Дальше идти, кажется, некуда. Минин явно не знает, что бы ещё придумать; прибегает к повтору, но тон повышает почти до повелительного, если не угрожающего:
Нет! Отними здоровье, честь и жизнь;
Терзай меня на раскалённых углях; —
Я веровать не перестану, Боже,
Ты смерть раба Пожарского отсрочишь!
Он хватает пациента за руку — и чудо наконец-то наступает: раб Пожарский открывает глаза и сообщает, что чувствует себя превосходно. Все падают ниц и простирают руки к небу. Святая Русь, будем считать, спасена, поскольку теперь-то очевидно: Господь её простил. Ради Минина, раз уж он такой беззаветный фанатик православия. (Папа и мама у Кукольника были, понятно, католики.) Минину, наверное, даже не придётся отвечать за базар. (Хотя, например, жена — просто для порядка — могла бы и разлюбить.) А княгиня-то, я думаю, как рада, что её не сожгут.

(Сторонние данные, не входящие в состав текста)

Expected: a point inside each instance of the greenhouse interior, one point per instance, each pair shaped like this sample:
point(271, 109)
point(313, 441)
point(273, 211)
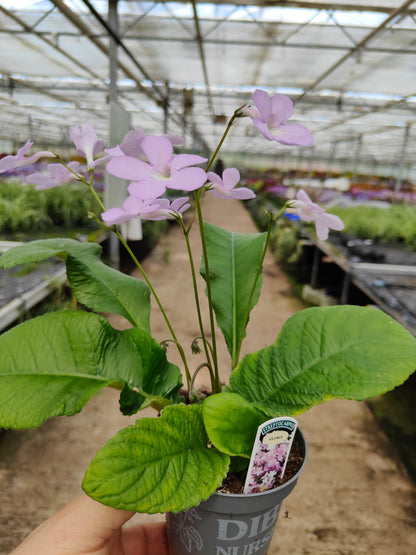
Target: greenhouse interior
point(204, 78)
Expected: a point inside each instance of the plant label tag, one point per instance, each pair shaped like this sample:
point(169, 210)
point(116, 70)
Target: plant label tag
point(270, 454)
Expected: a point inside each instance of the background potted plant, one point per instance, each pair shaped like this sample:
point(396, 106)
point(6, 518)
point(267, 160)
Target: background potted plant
point(52, 365)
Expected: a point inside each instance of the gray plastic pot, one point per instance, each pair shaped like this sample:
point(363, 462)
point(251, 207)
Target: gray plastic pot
point(231, 524)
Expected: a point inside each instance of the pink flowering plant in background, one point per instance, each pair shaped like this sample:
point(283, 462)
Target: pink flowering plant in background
point(53, 364)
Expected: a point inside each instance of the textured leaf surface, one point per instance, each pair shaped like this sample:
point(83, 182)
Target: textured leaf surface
point(234, 259)
point(231, 423)
point(52, 365)
point(157, 465)
point(323, 353)
point(94, 284)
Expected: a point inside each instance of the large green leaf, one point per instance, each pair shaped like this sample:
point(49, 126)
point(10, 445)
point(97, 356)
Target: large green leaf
point(234, 260)
point(52, 365)
point(94, 284)
point(158, 465)
point(231, 423)
point(323, 353)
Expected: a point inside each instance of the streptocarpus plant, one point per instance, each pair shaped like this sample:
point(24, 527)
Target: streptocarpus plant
point(52, 365)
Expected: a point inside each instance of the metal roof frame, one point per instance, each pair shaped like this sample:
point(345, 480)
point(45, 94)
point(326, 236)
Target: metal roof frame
point(182, 67)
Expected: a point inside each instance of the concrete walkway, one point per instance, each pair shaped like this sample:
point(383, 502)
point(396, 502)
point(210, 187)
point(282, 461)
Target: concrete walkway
point(354, 496)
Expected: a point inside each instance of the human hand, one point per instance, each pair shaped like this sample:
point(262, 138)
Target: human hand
point(85, 527)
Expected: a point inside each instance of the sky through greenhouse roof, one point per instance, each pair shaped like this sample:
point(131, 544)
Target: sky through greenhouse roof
point(349, 66)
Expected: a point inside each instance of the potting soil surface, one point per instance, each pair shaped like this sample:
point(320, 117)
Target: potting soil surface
point(354, 496)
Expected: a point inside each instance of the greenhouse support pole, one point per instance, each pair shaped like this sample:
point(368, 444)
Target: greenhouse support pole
point(356, 157)
point(331, 158)
point(399, 181)
point(114, 253)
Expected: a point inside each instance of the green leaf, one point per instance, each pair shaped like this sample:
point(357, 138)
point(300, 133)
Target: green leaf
point(52, 365)
point(346, 352)
point(234, 260)
point(96, 285)
point(157, 465)
point(231, 423)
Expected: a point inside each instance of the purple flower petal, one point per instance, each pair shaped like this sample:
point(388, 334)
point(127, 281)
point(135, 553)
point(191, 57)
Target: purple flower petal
point(263, 104)
point(147, 190)
point(187, 179)
point(183, 160)
point(281, 108)
point(230, 177)
point(86, 141)
point(13, 161)
point(158, 150)
point(128, 167)
point(294, 134)
point(309, 211)
point(115, 216)
point(272, 113)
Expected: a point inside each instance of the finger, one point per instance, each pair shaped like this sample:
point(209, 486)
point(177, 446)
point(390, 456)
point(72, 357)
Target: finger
point(82, 526)
point(146, 539)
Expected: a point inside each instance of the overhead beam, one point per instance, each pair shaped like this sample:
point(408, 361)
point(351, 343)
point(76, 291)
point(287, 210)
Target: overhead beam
point(359, 46)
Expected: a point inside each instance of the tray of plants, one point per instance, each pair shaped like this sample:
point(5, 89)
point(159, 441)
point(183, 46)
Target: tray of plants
point(180, 461)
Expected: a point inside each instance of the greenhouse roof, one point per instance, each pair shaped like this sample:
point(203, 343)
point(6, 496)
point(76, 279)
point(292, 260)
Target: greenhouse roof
point(349, 66)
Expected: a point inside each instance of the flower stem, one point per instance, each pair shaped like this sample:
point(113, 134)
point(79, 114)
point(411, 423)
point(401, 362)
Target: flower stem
point(196, 294)
point(272, 218)
point(236, 114)
point(216, 388)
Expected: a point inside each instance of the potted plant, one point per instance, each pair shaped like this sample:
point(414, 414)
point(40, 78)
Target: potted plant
point(175, 463)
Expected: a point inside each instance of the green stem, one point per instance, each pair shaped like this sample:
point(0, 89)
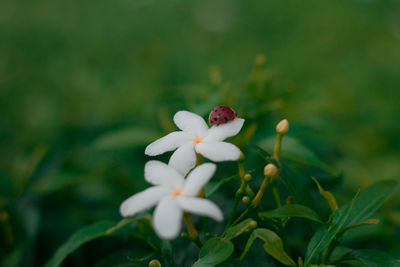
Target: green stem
point(193, 234)
point(233, 212)
point(250, 208)
point(277, 147)
point(260, 192)
point(275, 191)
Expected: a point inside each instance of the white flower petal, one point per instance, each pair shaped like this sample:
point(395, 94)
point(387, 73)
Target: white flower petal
point(225, 130)
point(159, 173)
point(201, 206)
point(198, 178)
point(167, 218)
point(142, 201)
point(190, 122)
point(218, 151)
point(167, 143)
point(183, 159)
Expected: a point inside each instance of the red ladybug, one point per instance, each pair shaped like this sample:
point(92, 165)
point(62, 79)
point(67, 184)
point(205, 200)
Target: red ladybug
point(221, 114)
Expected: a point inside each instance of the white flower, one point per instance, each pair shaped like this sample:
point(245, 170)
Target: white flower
point(196, 137)
point(172, 194)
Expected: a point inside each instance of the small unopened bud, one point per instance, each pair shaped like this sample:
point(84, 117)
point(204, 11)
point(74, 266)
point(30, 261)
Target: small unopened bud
point(282, 127)
point(241, 157)
point(184, 235)
point(154, 263)
point(253, 224)
point(260, 60)
point(289, 200)
point(270, 170)
point(246, 200)
point(247, 177)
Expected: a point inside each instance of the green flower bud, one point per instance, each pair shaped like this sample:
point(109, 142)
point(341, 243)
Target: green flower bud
point(282, 127)
point(253, 224)
point(247, 177)
point(270, 170)
point(246, 200)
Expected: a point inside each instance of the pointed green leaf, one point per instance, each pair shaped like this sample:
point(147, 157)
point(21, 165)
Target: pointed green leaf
point(370, 200)
point(330, 198)
point(236, 230)
point(327, 233)
point(215, 251)
point(126, 138)
point(84, 235)
point(294, 210)
point(272, 244)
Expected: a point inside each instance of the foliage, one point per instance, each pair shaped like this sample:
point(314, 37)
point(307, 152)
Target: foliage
point(85, 86)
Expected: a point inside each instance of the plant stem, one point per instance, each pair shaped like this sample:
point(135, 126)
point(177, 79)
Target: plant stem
point(235, 204)
point(277, 147)
point(193, 234)
point(275, 191)
point(260, 192)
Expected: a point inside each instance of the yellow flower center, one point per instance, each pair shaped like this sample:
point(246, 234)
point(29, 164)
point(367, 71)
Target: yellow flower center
point(197, 140)
point(176, 192)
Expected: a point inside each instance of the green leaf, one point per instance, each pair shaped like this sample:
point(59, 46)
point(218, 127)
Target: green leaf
point(294, 210)
point(272, 244)
point(370, 200)
point(215, 251)
point(327, 233)
point(84, 235)
point(330, 198)
point(294, 150)
point(126, 138)
point(372, 258)
point(236, 230)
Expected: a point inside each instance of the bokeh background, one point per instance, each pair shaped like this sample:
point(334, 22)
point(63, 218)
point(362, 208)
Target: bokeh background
point(85, 85)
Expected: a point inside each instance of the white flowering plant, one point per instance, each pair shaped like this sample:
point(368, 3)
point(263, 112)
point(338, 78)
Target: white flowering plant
point(183, 190)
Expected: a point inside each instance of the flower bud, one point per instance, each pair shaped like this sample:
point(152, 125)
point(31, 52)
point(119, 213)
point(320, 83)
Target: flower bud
point(184, 235)
point(270, 170)
point(253, 224)
point(289, 200)
point(241, 157)
point(246, 200)
point(154, 263)
point(282, 127)
point(247, 177)
point(260, 60)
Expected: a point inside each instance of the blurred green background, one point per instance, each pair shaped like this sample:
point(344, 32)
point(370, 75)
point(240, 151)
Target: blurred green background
point(85, 85)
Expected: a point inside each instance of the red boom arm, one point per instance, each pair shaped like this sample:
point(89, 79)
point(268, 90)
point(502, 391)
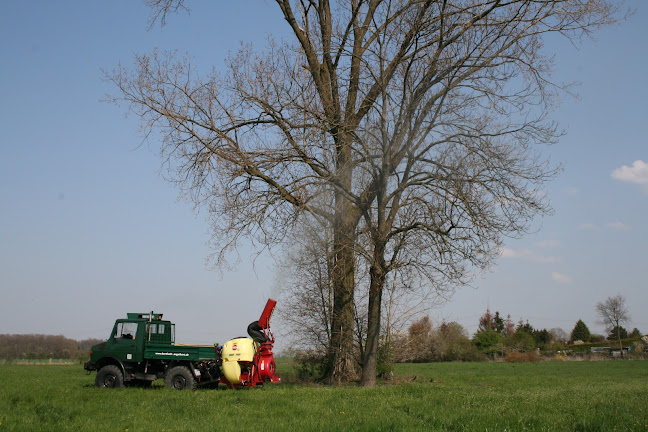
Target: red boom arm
point(264, 321)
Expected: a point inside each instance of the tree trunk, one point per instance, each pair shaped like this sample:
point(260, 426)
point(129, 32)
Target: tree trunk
point(377, 283)
point(341, 364)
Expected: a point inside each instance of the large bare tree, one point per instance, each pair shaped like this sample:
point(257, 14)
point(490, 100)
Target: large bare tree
point(418, 117)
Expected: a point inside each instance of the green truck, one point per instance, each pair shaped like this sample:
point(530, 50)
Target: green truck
point(141, 348)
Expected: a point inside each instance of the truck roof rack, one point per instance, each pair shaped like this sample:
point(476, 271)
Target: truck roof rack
point(146, 315)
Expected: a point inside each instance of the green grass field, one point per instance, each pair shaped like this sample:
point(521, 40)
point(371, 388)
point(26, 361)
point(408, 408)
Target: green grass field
point(546, 396)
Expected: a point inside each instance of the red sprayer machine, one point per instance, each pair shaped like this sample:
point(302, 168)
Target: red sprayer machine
point(250, 362)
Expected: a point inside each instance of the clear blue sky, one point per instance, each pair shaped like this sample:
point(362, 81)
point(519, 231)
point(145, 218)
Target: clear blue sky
point(89, 230)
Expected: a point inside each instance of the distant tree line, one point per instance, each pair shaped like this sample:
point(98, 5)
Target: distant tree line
point(39, 346)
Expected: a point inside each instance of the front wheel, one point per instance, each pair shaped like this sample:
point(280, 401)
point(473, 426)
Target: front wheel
point(180, 378)
point(109, 377)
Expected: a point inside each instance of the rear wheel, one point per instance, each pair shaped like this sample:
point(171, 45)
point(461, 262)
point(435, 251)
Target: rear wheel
point(109, 377)
point(180, 378)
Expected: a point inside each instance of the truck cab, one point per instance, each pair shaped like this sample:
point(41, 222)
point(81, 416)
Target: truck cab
point(130, 336)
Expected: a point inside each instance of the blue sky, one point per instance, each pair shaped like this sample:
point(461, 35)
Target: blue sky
point(89, 230)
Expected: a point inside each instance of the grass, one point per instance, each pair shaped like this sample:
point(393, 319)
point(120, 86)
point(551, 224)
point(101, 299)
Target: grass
point(547, 396)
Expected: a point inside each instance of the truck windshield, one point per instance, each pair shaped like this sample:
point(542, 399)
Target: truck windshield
point(126, 331)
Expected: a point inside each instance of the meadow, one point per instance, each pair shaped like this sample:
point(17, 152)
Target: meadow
point(544, 396)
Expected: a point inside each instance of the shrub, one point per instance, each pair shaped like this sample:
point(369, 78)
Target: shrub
point(522, 357)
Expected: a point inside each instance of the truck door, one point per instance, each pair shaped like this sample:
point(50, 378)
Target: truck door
point(125, 341)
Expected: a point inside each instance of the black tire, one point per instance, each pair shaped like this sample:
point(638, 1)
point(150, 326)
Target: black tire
point(109, 377)
point(180, 378)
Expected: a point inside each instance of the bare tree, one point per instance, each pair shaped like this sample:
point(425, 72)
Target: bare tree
point(418, 117)
point(612, 313)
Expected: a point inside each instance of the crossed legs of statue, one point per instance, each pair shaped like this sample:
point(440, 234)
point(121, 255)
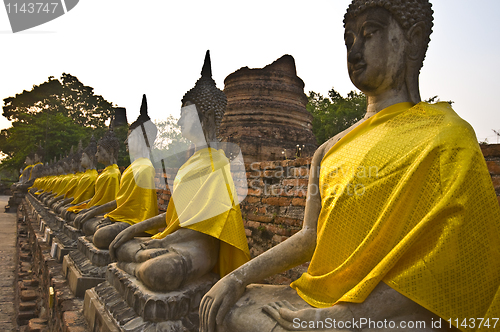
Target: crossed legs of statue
point(165, 267)
point(292, 313)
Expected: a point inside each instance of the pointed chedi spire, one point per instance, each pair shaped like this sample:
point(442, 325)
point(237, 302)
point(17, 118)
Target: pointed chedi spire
point(206, 71)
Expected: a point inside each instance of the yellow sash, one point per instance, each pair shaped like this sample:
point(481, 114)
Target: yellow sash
point(106, 188)
point(203, 191)
point(136, 198)
point(86, 186)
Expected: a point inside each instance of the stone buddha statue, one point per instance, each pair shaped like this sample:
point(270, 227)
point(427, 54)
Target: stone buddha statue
point(108, 182)
point(136, 198)
point(401, 248)
point(203, 227)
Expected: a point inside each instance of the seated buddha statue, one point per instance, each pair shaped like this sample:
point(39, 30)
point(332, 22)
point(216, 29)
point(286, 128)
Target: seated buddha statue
point(136, 198)
point(108, 182)
point(417, 240)
point(203, 229)
point(62, 169)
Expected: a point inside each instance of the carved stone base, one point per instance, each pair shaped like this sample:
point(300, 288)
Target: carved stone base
point(133, 307)
point(80, 273)
point(98, 257)
point(85, 267)
point(63, 246)
point(72, 232)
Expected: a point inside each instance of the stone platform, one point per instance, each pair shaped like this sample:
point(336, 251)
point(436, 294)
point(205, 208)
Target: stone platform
point(86, 267)
point(123, 303)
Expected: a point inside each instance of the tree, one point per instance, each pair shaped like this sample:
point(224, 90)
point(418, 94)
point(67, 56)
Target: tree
point(57, 114)
point(334, 114)
point(170, 145)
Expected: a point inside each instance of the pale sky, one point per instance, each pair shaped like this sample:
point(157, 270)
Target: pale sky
point(126, 48)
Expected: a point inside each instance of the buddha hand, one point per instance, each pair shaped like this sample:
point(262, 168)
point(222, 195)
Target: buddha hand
point(218, 301)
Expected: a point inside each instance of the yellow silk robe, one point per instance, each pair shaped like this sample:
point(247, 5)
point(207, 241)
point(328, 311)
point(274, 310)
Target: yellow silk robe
point(26, 174)
point(69, 181)
point(204, 194)
point(407, 199)
point(86, 187)
point(62, 181)
point(136, 199)
point(106, 188)
point(73, 185)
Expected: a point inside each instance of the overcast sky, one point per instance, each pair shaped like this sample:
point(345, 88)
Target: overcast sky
point(126, 48)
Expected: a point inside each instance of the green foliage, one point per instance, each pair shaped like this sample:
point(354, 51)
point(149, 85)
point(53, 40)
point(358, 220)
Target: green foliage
point(334, 114)
point(169, 144)
point(57, 114)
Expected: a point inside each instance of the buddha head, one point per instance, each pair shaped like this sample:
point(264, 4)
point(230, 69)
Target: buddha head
point(88, 159)
point(386, 43)
point(209, 103)
point(141, 133)
point(108, 147)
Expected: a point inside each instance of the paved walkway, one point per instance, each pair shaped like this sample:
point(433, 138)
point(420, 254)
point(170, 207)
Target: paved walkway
point(7, 266)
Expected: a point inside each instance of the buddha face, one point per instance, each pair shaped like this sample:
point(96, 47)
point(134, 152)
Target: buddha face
point(375, 52)
point(102, 155)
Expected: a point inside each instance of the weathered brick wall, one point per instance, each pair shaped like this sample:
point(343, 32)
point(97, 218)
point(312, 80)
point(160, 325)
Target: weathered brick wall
point(274, 207)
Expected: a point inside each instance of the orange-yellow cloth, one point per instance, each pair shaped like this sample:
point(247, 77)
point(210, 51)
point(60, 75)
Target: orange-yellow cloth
point(60, 184)
point(44, 184)
point(73, 185)
point(106, 188)
point(33, 168)
point(69, 180)
point(86, 187)
point(203, 195)
point(26, 174)
point(136, 198)
point(407, 199)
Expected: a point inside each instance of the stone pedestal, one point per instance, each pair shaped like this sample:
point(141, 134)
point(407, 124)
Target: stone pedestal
point(123, 303)
point(85, 267)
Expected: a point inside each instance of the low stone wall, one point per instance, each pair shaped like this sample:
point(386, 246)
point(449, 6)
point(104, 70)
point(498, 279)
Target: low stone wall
point(44, 291)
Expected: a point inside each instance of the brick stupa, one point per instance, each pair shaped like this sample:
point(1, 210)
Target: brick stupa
point(266, 112)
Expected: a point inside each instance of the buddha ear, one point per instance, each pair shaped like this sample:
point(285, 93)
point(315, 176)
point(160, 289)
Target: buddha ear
point(415, 37)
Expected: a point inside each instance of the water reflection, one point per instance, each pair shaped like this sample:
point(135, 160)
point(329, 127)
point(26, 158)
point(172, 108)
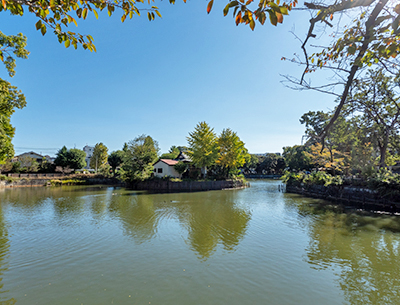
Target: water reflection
point(362, 249)
point(4, 252)
point(209, 219)
point(137, 214)
point(214, 220)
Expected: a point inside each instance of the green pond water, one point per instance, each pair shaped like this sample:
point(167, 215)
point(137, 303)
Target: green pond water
point(105, 245)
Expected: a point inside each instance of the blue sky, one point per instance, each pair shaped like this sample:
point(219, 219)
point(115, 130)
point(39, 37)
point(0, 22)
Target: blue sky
point(161, 78)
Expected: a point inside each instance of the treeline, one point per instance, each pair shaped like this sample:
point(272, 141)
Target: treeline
point(210, 156)
point(361, 148)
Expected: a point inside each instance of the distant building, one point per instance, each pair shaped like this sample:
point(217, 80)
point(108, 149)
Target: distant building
point(165, 167)
point(89, 153)
point(31, 154)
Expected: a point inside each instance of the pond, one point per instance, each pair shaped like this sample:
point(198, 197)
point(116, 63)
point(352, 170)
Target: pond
point(105, 245)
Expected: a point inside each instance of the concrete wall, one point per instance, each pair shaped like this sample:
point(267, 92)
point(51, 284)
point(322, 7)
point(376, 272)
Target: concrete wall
point(354, 197)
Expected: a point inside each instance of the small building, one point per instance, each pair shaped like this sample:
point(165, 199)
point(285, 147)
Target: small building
point(165, 167)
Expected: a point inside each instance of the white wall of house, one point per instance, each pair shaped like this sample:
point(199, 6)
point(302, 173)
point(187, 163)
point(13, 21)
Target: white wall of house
point(162, 169)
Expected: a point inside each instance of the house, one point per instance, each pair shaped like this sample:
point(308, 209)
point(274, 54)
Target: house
point(183, 157)
point(165, 167)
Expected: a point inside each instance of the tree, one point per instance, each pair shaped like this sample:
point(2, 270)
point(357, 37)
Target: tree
point(251, 164)
point(297, 157)
point(371, 39)
point(115, 159)
point(73, 158)
point(62, 157)
point(29, 164)
point(10, 98)
point(76, 158)
point(172, 154)
point(232, 153)
point(181, 167)
point(57, 15)
point(139, 158)
point(271, 164)
point(203, 146)
point(99, 157)
point(377, 97)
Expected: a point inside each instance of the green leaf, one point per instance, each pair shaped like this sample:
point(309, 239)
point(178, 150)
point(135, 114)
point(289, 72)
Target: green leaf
point(79, 12)
point(43, 29)
point(274, 6)
point(252, 24)
point(284, 10)
point(226, 9)
point(395, 23)
point(38, 25)
point(272, 17)
point(233, 3)
point(209, 6)
point(84, 13)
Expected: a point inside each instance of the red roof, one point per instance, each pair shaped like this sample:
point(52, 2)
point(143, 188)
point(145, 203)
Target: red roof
point(169, 161)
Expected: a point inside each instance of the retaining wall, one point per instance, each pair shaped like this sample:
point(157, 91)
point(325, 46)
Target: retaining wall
point(354, 197)
point(187, 186)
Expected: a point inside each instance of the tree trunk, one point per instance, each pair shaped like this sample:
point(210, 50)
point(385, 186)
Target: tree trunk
point(382, 150)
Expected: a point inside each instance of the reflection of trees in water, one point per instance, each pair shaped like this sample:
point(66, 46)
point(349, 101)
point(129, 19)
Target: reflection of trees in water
point(137, 214)
point(4, 246)
point(367, 250)
point(213, 218)
point(210, 217)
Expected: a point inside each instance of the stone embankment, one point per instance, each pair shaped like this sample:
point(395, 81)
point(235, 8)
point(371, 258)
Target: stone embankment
point(188, 186)
point(349, 196)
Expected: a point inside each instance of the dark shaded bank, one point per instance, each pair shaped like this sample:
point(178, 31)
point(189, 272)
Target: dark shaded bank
point(256, 176)
point(349, 196)
point(187, 186)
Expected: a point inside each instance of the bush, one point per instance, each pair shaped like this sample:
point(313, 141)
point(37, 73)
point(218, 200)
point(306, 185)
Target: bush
point(314, 178)
point(385, 182)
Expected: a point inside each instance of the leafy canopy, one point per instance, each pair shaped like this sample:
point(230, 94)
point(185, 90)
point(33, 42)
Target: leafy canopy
point(203, 145)
point(99, 157)
point(73, 158)
point(233, 154)
point(139, 157)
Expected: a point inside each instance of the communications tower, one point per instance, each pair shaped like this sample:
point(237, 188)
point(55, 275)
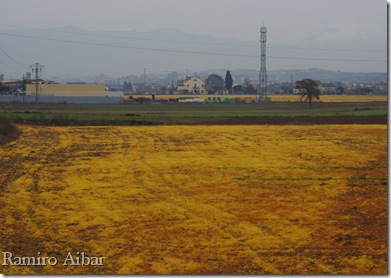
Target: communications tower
point(262, 72)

Забавляйтесь. Но сверхъестественные факты попадаются даже в истории литературы. Чтобы далеко не ходить — ну как вы объясните, что в 1915 году вот этот самый кукольниковский текст превратился в стихотворение Анны Ахматовой. Дай мне горькие годы недуга, Задыханья, бессонницу, жар, Отыми и ребёнка, и друга, и так далее, — только отведи опасность от родного государства.
Заглянуть от летней скуки в старинный том (последнее издание — 1851 года) она, конечно, могла. Но была слишком ещё молода, чтобы успеть забыть, что прочитала. Плагиат, знаете ли, дело такое: ни за что не украдешь, покуда помнишь — чьё. Самолюбие не позволит. И чувство юмора, если есть.